The 12-point improvement over baseline and 8-point improvement over manual selection validated the best-fit approach. The time savings (15 hours/week) came primarily from eliminating manual model selection and tuning.

Lessons Learned:

  1. Data Quality Critical: Best-fit only works with clean historical data. We spent 3 weeks cleaning demand history before implementation - removing duplicate orders, correcting data entry errors, aligning promotional events. Without this prep, best-fit would select models based on bad data.

  2. Change Management: Planners initially resisted automated model selection, feeling it reduced their control. We addressed this by:

    • Showing accuracy improvement data
    • Allowing manual overrides when planners had market intelligence
    • Implementing FVA to prove when overrides helped vs. hurt
    • Repositioning planners as “forecast analysts” who interpret and adjust, not just create forecasts
  3. Continuous Monitoring: Best-fit isn’t “set and forget.” We have monthly reviews where we analyze:

    • Which products have declining accuracy (need re-evaluation)
    • Which models are most commonly selected (informs data patterns)
    • Forecast bias by product family (systematic over/under forecasting)
    • Outlier cleansing effectiveness (are we removing too much or too little?)
  4. Integration with S&OP: The accuracy improvement enabled better S&OP discussions. Instead of debating whether the forecast is accurate, we now focus on strategic decisions like capacity allocation, new product launches, and market expansion.

Overall, implementing best-fit with IQR cleansing transformed our demand planning from an art (manual, inconsistent) to a science (systematic, measurable) while preserving the planner’s role in applying business judgment where it adds value.

Your inventory reduction while maintaining service level is impressive. Can you share more about how you translated improved forecast accuracy into inventory optimization decisions?

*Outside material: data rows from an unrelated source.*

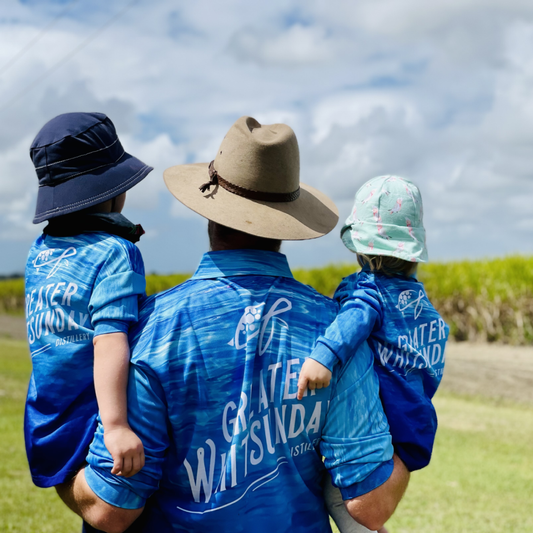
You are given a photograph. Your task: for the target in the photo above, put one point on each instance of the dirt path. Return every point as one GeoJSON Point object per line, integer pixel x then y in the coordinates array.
{"type": "Point", "coordinates": [477, 369]}
{"type": "Point", "coordinates": [490, 370]}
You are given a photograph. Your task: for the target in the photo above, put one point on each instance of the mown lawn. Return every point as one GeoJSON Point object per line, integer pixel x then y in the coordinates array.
{"type": "Point", "coordinates": [480, 479]}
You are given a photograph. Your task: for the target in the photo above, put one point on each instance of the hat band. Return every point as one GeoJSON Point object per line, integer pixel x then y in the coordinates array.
{"type": "Point", "coordinates": [216, 179]}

Did you adjust safety stock calculations based on the new forecast accuracy levels? We’re seeing accuracy improvements but haven’t yet realized the inventory benefits.

Good question. We actually tested 1.5x, 2.0x, and 2.5x multipliers. The 1.5x worked best for our business because we have a separate promotional forecast stream. Promotional demand spikes are planned separately and added to the baseline statistical forecast. So IQR cleansing removes unplanned spikes (data errors, one-time bulk orders) but doesn’t affect planned promotional events. If you need to capture all demand signals in your statistical forecast, 2.0x or 2.5x might be better to avoid over-cleansing.